Ultracrepidarian, somebody who gives opinions on matters beyond his knowledge, comes from a classical allusion. Apelles, the famous Greek painter who was a contemporary of Alexander the Great, would put his pictures where the public could see them and then stand out of sight so he could listen to their comments. A shoemaker once faulted the painter for a sandal with one loop too few, which Apelles corrected. The shoemaker, emboldened by this acceptance of his views, then criticised the subject’s leg. To this Apelles is reported as replying (no doubt with expletives deleted) that the shoemaker should not judge beyond his sandals, in other words that critics should only comment on matters they know something about.
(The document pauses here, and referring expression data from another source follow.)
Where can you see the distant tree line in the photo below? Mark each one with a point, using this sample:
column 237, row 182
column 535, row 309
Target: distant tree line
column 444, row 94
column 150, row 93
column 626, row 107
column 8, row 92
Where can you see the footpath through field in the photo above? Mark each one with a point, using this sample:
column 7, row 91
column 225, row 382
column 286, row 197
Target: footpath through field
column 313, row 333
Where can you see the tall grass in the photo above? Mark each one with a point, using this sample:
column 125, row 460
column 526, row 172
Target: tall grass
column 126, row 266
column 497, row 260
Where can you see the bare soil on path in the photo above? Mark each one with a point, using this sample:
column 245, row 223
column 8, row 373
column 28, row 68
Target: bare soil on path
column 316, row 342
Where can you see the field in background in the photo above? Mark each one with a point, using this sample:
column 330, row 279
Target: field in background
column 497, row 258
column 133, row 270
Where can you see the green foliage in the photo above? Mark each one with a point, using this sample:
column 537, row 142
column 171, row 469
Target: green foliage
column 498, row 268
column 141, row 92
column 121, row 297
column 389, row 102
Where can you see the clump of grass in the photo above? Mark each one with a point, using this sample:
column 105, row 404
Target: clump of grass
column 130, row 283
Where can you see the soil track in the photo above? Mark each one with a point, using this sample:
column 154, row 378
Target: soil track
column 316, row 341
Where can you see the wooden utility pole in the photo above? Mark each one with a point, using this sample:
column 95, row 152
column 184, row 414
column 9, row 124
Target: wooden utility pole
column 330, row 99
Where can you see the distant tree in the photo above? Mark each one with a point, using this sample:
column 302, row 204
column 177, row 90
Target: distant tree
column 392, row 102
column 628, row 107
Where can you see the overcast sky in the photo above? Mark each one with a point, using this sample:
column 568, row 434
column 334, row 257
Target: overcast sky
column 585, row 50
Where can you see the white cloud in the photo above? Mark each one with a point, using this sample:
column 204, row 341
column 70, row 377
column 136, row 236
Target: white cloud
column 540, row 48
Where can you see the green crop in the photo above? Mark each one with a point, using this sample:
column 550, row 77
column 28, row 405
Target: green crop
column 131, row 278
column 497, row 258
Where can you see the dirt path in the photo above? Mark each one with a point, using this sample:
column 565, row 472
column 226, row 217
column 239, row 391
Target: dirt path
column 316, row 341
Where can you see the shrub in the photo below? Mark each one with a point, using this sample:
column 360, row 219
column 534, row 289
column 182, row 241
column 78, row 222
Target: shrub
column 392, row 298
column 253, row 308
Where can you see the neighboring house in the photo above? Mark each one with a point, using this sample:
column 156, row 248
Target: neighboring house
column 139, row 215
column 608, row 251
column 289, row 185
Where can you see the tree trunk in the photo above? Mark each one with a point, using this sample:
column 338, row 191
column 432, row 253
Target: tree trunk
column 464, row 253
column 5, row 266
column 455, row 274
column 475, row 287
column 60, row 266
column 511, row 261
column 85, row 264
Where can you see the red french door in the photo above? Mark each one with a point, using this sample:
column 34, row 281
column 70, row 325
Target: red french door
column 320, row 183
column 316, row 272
In modern English, we might say “the cobbler should stick to his last”, a proverb that comes from the same incident. (A last is a shoemaker’s pattern, ultimately from a Germanic root meaning to follow a track, hence footstep.)

Crepidam derives from Greek krepis, a shoe; it has no link with words like decrepit or crepitation (which are from Latin crepare, to creak, rattle, or make a noise) or crepuscular (from the Latin word for twilight), though crepidarian is a very rare adjective meaning “pertaining to a shoemaker”.
Excellent, fun and informative post. The US is in a state of perpetual war because nobody believes you ought to know something about military history in order to make a decision to go to war. Being good and steamed strikes almost everyone as good and sufficient reason. It reminds me of a line from To Kill a Mockingbird: "could not be made to believe 'the bastard had it coming to him' was not a sufficient justification for murder." The problem is that deciding to start a war you will lose is not a good decision. We may have been good and mad, but people have been trying and failing to conquer Afghanistan for 2300 years. All you really needed to realize starting a war in Afghanistan was not a good idea was to look at the map of Alexander's campaigns. His army went in straight, bold lines till they hit Afghanistan. Then they suddenly did a whole series of short, squiggly back and forths. Ours have been going on for 15 years now.